— Ай-хай! — Старик показал в усмешке беззубые десны. — Этот Пилатка безнадежный дурак. С ним Перовский еще наплачется. А твой приемный сын Зулькарнай научился обводить Пилатку вокруг пальца. Вьет из него веревочки. А почему? Да потому, что аксакалов слушается. Зулькарнай и налоги собирает, и башкир не обирает. Спаивает Пилатку, сует ему в карман деньги.

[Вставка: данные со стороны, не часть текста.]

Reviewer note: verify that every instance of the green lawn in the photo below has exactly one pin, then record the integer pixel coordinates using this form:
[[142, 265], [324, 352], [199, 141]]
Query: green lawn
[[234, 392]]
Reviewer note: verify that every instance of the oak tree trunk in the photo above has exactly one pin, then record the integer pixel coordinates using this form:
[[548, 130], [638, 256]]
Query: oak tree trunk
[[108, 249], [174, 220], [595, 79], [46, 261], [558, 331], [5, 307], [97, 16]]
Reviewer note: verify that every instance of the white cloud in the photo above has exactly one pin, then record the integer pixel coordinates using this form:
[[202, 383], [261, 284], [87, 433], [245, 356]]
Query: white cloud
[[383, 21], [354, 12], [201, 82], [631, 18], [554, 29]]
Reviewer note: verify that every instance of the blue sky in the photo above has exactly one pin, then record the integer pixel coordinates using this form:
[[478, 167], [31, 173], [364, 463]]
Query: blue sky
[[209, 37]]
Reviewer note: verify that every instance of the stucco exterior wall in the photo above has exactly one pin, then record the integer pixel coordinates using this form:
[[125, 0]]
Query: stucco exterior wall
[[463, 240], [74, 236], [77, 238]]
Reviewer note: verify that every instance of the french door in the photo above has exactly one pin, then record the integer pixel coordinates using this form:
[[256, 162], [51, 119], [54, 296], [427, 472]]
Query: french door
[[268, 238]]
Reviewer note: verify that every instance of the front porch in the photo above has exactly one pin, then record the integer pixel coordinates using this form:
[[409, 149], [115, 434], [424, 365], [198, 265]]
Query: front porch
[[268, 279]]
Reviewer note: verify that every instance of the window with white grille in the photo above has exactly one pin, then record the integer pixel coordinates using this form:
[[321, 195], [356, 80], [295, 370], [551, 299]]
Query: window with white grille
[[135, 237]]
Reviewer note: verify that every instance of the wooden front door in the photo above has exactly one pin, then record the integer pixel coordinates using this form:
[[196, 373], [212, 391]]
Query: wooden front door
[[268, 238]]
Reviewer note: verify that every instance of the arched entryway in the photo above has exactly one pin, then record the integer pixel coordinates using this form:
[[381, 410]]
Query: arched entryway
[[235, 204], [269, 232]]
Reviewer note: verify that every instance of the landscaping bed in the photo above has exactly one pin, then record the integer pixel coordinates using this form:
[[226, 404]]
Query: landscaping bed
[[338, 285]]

Без стука вошел мулла, тоже одряхлевший, но не утерявший сановитости, величия.

«Не он ли собирает подписи под доносом на меня?» — спросил себя Буранбай.

Секретная беседа его с Ильмурзой оборвалась.

Хозяин велел кухарке греть самовар.

25

Гонец вызвал Буранбая в Оренбург к губернатору.

«Это конец!» — сказал себе Буранбай, но решил в степь к казакам не убегать: «Э, двум смертям не бывать, а одной не миновать!..»

Но Василий Алексеевич встретил его с объятиями, пригласил к завтраку, был радушным, веселым.

— Здешних хороших охотников знаешь?

— Еще бы не знать! — выдавил из себя улыбку гость. — И здешних, оренбургских, и деревенских, всех хорошо знаю.

— Начались снегопады. В степи и в лесу снег уже не лежит плотно. Поедем на охоту! Собирай охотников с луками и стрелами, с беркутами и соколами. Зови музыкантов. Едем охотиться, друг!

«Друг»!.. Буранбай воспрянул духом, забыв, что Василию Алексеевичу ничего не стоило сегодня миловаться с человеком, а завтра от него отшатнуться.

Все эти дни и ночи шли обильные снегопады, безветренные, и в воскресенье, когда после обедни в соборе охотничья кавалькада выехала за город, впереди раскинулась безбрежная степь, волнистая, с буграми, с перепадами, в ложбинах лежали лиловые, кое-где и густо-фиолетовые тени. Белизна снега, как серебристое зеркало, отражала, умножала блеск плывущего невысокого солнца.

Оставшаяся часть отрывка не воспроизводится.